The European steel market is facing increasing pressure from weak demand, market protectionism and persistently high iron ore and coking coal prices, analysts from S&P Global said in a webinar this week.
While steel capacity curtailment is under way, with a 4.2 million mt/year production cut announced by ArcelorMittal, this may be insufficient to accommodate more gloomy scenarios, and more players can be expected to reduce production, said Elad Jelasko, director, credit analyst (commodities) at S&P Global Ratings on the webinar.
“The question is will this be sufficient to accommodate current softness? …Our view is it won’t be enough to compensate” the market weakness,Jelasko said.
Liberty Steel and US Steel have also announced production curtailments at some European steelmaking facilities in recent weeks.
Recovery of the European economy is slowing down, the automotive industry is set to contract in 2019, and there is a potential relocation of car lines to Japan, said Jelasko, adding that friction is present in current trade negotiations between the US and Europe, particularly in the area of automotive trade. Steel demand in Europe is to increase by only 0.3% this year, with “a fragile recovery of up to 1.2% in 2020,” he said.
In addition, “there is no evidence” that the European Commission’s import safeguard measures are contributing to the European market, while thehike in Co2 certificate prices is also proving problematic for steelmakers, Jelasko said.
European steel market prices have suffered downwards pressure for months amid global steel overcapacity and growing import levels, which have recently grown to account for nearly one quarter of market consumption.
“ArcelorMittal has only limited headroom to accommodate the softer scenario prices,” Jelasko said. “However, a BBB-/Stable rating on ArcelorMittal has been maintained on its commitment to debt reduction.”
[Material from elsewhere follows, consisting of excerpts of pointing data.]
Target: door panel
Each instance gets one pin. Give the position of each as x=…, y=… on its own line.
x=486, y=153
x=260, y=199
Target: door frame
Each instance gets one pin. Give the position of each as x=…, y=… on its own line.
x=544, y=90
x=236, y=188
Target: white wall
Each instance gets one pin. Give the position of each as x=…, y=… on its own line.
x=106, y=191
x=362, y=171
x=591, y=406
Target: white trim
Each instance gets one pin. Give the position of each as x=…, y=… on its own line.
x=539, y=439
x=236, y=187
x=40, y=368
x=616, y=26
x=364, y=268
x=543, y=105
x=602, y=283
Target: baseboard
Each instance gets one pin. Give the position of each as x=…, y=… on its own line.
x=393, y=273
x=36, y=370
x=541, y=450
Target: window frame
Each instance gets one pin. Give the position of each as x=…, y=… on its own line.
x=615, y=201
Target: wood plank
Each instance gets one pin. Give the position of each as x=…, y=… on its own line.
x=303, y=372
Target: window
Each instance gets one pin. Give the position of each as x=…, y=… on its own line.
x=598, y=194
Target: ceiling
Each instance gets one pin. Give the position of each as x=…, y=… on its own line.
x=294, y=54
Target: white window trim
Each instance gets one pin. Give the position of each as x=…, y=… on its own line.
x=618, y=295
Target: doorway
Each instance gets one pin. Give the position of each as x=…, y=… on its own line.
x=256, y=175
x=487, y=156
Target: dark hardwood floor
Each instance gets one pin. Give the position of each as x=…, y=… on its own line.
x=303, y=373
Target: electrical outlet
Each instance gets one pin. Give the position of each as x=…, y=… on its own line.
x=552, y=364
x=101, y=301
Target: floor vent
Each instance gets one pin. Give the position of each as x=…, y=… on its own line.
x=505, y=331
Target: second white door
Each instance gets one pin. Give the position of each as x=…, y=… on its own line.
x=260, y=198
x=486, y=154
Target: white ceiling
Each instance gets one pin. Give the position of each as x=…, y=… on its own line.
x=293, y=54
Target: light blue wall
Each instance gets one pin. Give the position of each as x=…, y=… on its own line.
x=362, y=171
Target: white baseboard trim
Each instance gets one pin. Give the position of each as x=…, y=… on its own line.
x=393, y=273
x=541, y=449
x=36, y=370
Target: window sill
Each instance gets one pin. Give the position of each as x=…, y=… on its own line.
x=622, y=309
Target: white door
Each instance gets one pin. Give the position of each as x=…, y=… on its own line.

PROTECTIONISM SEEN DISRUPTING GLOBAL SUPPLY CHAINS Jelasko, together with S&P Global Market Intelligence senior metals and mining research analyst Max Court and MI Pangiva Supply Chain research analyst Chris Rogers all noted protectionism in steel markets has complicated market scenarios globally.
“There is increasing evidence of disruption to markets caused by increased protectionism,” said Court.
Widespread protectionism in steel markets triggered by the US’ introduction of Section 232 steel import tariffs in March 2018 “is affecting in general iron and steel supply chains,” according to Rogers. “Global supply chains are being disrupted by trade war.”